Descubre qué hay detrás de la personalidad de la gente chismosa

Es imposible hacer que otras personas dejen de hablar de ti ya sea para mal o para bien, siempre hablarán de ti.

Así que lo mejor es tomarlo por el lado amable como diría la chimoltrufia.

Hay que saber que estás personas son tan infelices con su propia vida, que hablan mal de los demás para creer que su vida es un poco mejor que la tuya.

Vivir su vida se vuelve tan aburrida así que prefieren hablar de los demás.

Tal y como suele decirse, los chismosos no saben ser felices. Están demasiado ocupados en camuflar sus amarguras y desdichadas vidas en habladurías.

Que el Chisme no te controle

El chisme se convierte en muchos casos en un mecanismo de control social que otorga cierto poder a quien lo practica.

Se posiciona en el centro de atención de ese grupo de personas siempre atentas a cualquier chisme.

Con la cual, les permite salir de sus rutinas y aprovechar ese estímulo nuevo a modo de distracción.

En chisme en los tiempos del internet

La psicología del chisme y de los rumores está en pleno auge.

Pensemos, lo rápido que llega a «contagiarse» un rumor fundado o infundado en el mundo de las redes sociales.

Internet es ya como un auténtico cerebro que nos nutre con una información que no siempre es verdadera ni es respetuosa con los demás.

Una bella reflexión para dejar de Hablar de los demás

Cuenta la historia que un día un conocido de Sócrates le preguntó:

¡Sócrates! ¿Sabe lo que acabo de escuchar de uno de sus estudiantes?

Espera – dijo él – antes de que me cuentes nada me gustaría hacerte tres preguntas.
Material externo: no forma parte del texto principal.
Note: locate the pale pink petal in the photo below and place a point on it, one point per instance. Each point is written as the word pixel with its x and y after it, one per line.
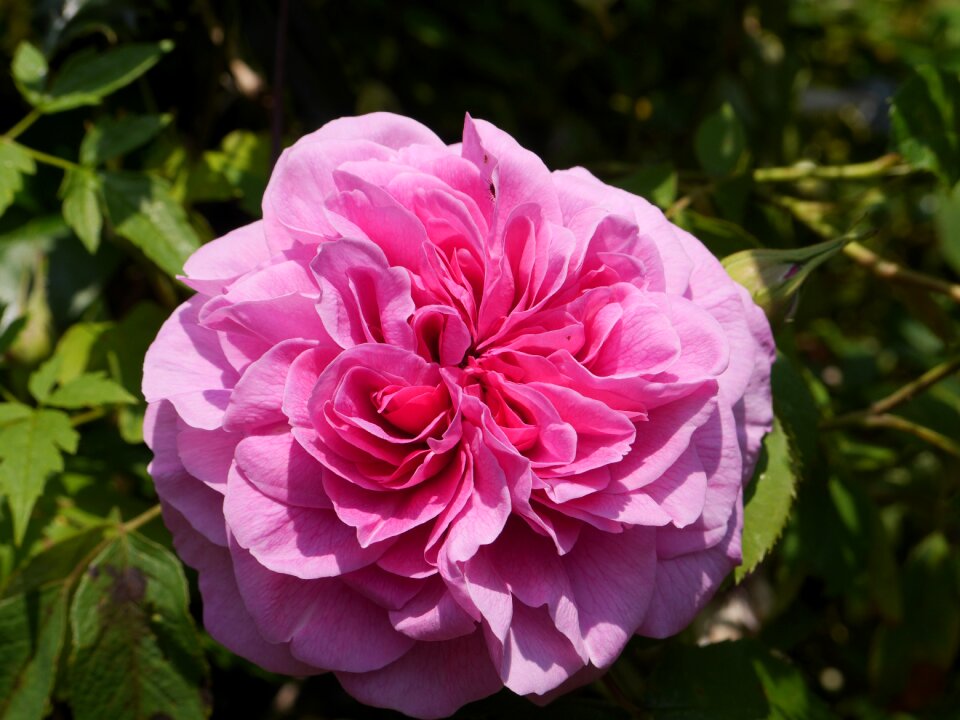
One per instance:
pixel 459 671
La primera está relacionada con la verdad, ¿estás seguro de que lo que vas a contarme es cierto?

No – respondió el conocido – acaban de contármelo.

Vaya, no sabes si es cierto no, de acuerdo, ahora la segunda pregunta. Está relacionada con la bondad, lo que vas a decirme de mi estudiante, ¿es algo bueno?

No… – respondió.

Así pues – interrumpió Sócrates – vas a decirme algo malo de otra persona sin saber si es verdad o no.

Veamos, la tercera pregunta está relacionada con la utilizad, lo que vas a contarme, ¿será provechoso para alguien?

En realidad… no…

Bien, bien – respondió el filósofo – quieres contarme algo que no sabes si es verdad, tampoco es bueno y no sirve de provecho.

Entonces, ¿por qué hablar sobre ello? ¡Vete de aquí con tus infundios y bulos!

Sin duda alguna, Sócrates era un hombre inteligente.

Lo queramos o no, nuestra sociedad está construida a base de relaciones de poder donde los chismes y rumores son auténticas armas.

Las verdades manipuladas son útiles para muchas personas, logran posicionarse con ellos y obtienen beneficios muy concretos.

Así pues, es necesario que seamos siempre ese oído inteligente que actúa como barrera, que frena el agravio, el sin sentido, la información falsa y la chispa de ese incendio que siempre ansía llevarse a alguien por delante.

La epidemia de los rumores solo termina cuando por fin, llega al oído de la persona inteligente, a ese corazón vacunado que ni atiende ni responde a lo que no tiene sentido.

Lo más sano en estos casos es dejar que hablen si quieren hacerlo. Y vivir tu vida libremente sin temor al qué dirán, porque hagas lo que hagas siempre hablarán de ti.